MANILA, Philippines – A Filipino nurse who tested positive for the Middle East virus has been found free of infection in a subsequent examination after he returned home, Philippine health officials said Saturday.
The man returned Tuesday on an Etihad Airways flight and immediately subjected himself to quarantine along with relatives and others who greeted him on arrival from the United Arab Emirates, Health Secretary Enrique Ona said.
“Fortunately, as well as for the comfort of everybody, the findings of our Research Institute for Tropical Medicine, he tested negative,” Ona said.
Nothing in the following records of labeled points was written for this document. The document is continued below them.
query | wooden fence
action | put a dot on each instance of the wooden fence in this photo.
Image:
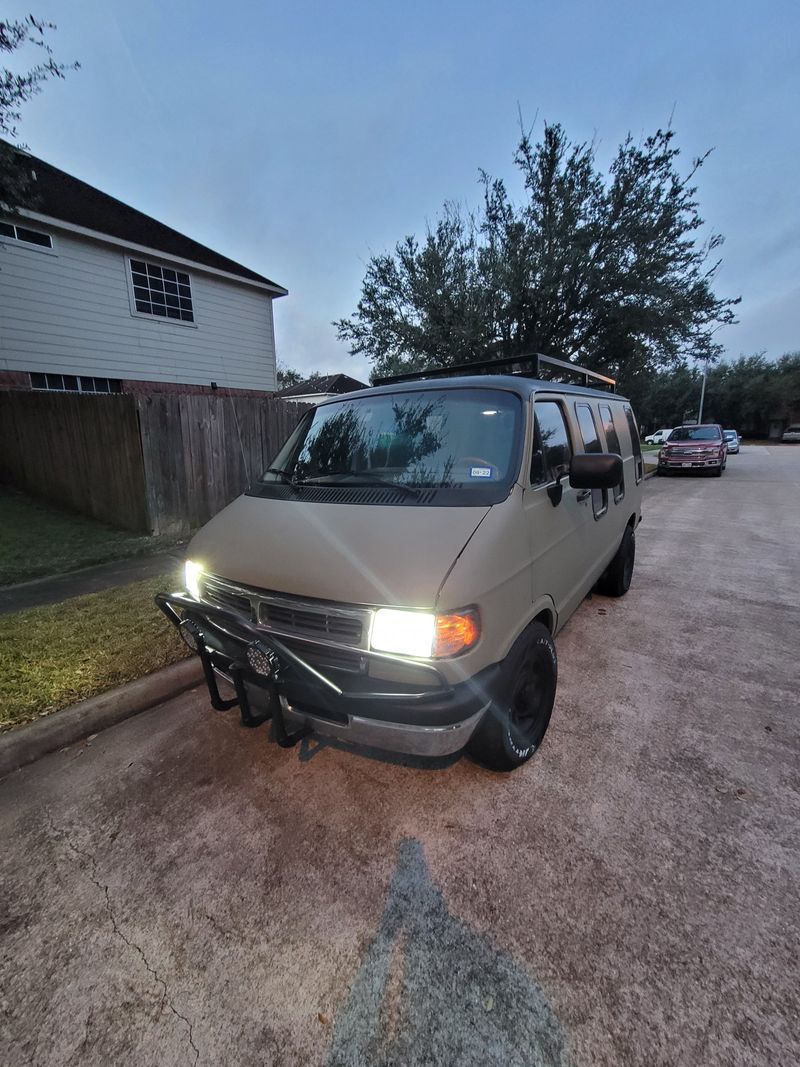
(202, 451)
(80, 451)
(163, 463)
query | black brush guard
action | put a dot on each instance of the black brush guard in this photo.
(207, 623)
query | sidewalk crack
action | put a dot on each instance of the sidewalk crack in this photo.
(93, 877)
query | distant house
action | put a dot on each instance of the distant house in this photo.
(96, 297)
(317, 389)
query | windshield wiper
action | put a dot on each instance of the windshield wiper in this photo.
(357, 479)
(288, 480)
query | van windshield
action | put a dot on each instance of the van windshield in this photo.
(463, 439)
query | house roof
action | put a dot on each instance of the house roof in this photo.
(318, 386)
(61, 196)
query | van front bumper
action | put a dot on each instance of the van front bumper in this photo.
(433, 719)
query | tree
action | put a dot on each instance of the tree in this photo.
(16, 186)
(607, 270)
(746, 394)
(288, 377)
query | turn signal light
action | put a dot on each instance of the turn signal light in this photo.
(456, 633)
The nurse was a co-worker of a Filipino paramedic who died from infection in the UAE on April 10.
Ona said the government has been trying to locate all 415 passengers on the April 15 flight 0424 from Abu Dhabi to Manila for testing for the frequently deadly virus.
He also urged other Filipinos returning from the Middle East with flu-like symptoms to report to the nearest hospital.
Abu Dhabi-based Etihad has said that health authorities in the Emirates were also contacting the passengers while crew members were being screened for the virus.
Emerging Infectious Diseases Program Manager Dr. Lyndon Lee Suy said there was currently no epidemic of the Middle East Respiratory Syndrome, or MERS, and the World Health Organization has not issued any restrictions on travelling to or from the Middle East, where more than 1 million Filipinos work.
Lee Suy said 119 passengers have been contacted and 72 tested with 40 so far showing no infection.
He said all the nurse’s relatives and well-wishers who welcomed him home had also tested negative for the virus. The nurse will undergo another test before being discharged.
Ona said the nurse has not shown any flu-like symptoms typical of infection from the virus such as fever, cough and cold.
More than 20 people, many of them health care workers, have been reported infected with the MERS coronavirus in two distinct clusters – one in Saudi Arabia and the United Arab Emirates – likely involving human-to-human transmission since early last week.
The disease, originally identified in 2012 in the Middle East, has also for the first time spread to the Far East, which grappled with an outbreak of the related SARS virus, which killed some 800 people in a global outbreak in 2003.